In some systems that use digital data, one portion of the digital system operates relative to a first clock signal while a second portion operates relative to a second clock signal. Typically, samples, which are sequences of bits sampled at times regulated by an associated clock signal, are to be passed between the first and second portions of the digital system. When frequencies of the first and second clock signals are different, sample rate conversion is used to convert samples having a sample rate defined by one clock signal into samples having a sample rate defined by another clock signal. One such sample rate conversion is called decimation, in which a decrease occurs in sample rate between portions (e.g., between the first and second portions) of the digital system.
Thus, decimation is used when a first clock frequency for the first portion is higher than a second clock frequency for the second portion, and when samples are to be passed from the first to the second portion. Decimation produces fewer samples at the second clock frequency, as compared to the number of samples at the first clock frequency. The process used to determine values for the second samples is usually interpolation. Interpolation typically involves both using values for first samples and a given conversion ratio in order to determine values for second samples.

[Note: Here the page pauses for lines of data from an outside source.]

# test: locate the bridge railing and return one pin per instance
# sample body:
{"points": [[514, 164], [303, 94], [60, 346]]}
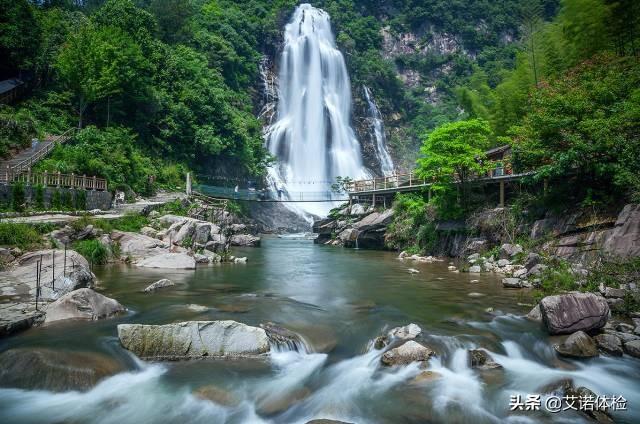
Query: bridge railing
{"points": [[60, 180]]}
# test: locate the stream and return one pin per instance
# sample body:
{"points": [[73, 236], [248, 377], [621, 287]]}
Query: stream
{"points": [[338, 300]]}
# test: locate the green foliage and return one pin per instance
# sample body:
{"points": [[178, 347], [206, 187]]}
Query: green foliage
{"points": [[454, 152], [22, 236], [583, 127], [38, 195], [18, 198], [92, 250]]}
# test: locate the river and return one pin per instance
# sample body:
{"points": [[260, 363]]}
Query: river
{"points": [[338, 300]]}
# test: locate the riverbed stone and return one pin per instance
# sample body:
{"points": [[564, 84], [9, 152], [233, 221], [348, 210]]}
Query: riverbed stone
{"points": [[246, 240], [407, 353], [535, 314], [168, 261], [478, 358], [160, 284], [82, 304], [194, 339], [512, 283], [578, 345], [609, 344], [568, 313], [54, 370], [632, 348]]}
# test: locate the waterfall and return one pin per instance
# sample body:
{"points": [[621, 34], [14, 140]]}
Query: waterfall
{"points": [[312, 138], [382, 154]]}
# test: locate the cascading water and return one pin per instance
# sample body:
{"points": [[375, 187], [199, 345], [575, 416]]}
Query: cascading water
{"points": [[382, 154], [312, 137]]}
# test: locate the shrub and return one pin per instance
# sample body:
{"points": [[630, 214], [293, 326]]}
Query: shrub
{"points": [[18, 199], [94, 251], [22, 236]]}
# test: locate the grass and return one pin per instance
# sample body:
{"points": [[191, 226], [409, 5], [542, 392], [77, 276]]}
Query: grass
{"points": [[23, 236], [93, 251]]}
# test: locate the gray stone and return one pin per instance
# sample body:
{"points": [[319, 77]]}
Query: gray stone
{"points": [[609, 344], [480, 359], [613, 292], [568, 313], [512, 283], [535, 314], [632, 348], [407, 353], [504, 262], [532, 260], [194, 339], [82, 304], [169, 261], [245, 240], [160, 284], [510, 250], [578, 345]]}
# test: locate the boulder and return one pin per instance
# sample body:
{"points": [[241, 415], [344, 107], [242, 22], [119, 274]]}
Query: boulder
{"points": [[568, 313], [82, 304], [578, 345], [169, 261], [632, 348], [512, 283], [194, 339], [149, 232], [136, 246], [535, 314], [246, 240], [202, 233], [613, 292], [160, 284], [480, 359], [508, 251], [609, 344], [407, 353], [54, 370], [532, 260]]}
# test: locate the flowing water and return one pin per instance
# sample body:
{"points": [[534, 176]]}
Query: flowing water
{"points": [[382, 154], [338, 300], [312, 137]]}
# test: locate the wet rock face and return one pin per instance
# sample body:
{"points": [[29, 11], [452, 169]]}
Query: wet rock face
{"points": [[407, 353], [480, 359], [194, 339], [568, 313], [578, 345], [48, 369], [82, 304]]}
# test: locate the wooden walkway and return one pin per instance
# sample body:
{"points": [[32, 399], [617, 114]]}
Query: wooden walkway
{"points": [[18, 168]]}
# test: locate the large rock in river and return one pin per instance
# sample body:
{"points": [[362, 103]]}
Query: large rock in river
{"points": [[169, 261], [568, 313], [82, 304], [409, 352], [194, 339]]}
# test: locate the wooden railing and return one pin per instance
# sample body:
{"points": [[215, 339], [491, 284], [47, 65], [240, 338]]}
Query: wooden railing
{"points": [[48, 146], [61, 180]]}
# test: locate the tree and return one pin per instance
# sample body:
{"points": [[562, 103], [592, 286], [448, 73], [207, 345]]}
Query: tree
{"points": [[98, 62], [455, 153]]}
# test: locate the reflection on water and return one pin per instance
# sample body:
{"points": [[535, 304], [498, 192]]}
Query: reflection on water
{"points": [[338, 300]]}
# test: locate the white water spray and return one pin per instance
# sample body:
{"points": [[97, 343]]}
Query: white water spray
{"points": [[312, 137], [382, 154]]}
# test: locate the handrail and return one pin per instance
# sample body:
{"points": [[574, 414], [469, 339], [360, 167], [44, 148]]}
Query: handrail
{"points": [[61, 180], [40, 153]]}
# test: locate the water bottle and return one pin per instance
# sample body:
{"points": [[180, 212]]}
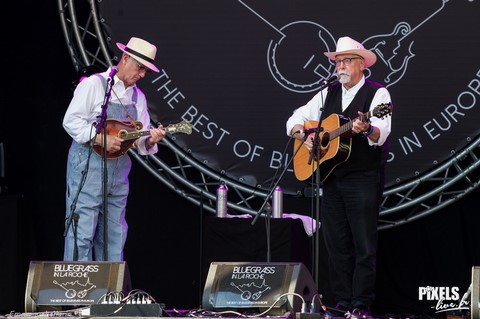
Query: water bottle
{"points": [[222, 200], [277, 203]]}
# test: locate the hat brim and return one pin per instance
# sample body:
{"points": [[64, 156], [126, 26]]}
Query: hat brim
{"points": [[368, 56], [148, 64]]}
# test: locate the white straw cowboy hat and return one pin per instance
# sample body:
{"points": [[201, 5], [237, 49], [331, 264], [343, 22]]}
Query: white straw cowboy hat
{"points": [[143, 51], [346, 45]]}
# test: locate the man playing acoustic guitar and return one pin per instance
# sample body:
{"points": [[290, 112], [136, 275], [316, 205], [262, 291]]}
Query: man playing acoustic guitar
{"points": [[350, 154], [85, 199]]}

Decimation using integer ratios (e.g., of the first and second clock frequencies or periods) is an everyday signal processing operation and can be performed without a decrease of signal-to-noise ratio (SNR), if all signal energy is below the new sampling frequency before the conversion. Also decimation using rational division of two integers can be also easily implemented by consecutive up-sampling and then down-sampling, but can be implemented with reasonable costs and good performance only for small integers. Irrational decimation is far more problematic, because there are no exact signal values available for each second sample and new second samples need to be interpolated between existing first samples.
While there are techniques to perform irrational decimation, many of these techniques have certain problems, e.g., an exact conversion ratio needs to be set beforehand. It would therefore be desirable to provide rate conversion techniques that overcome one or more of these problems.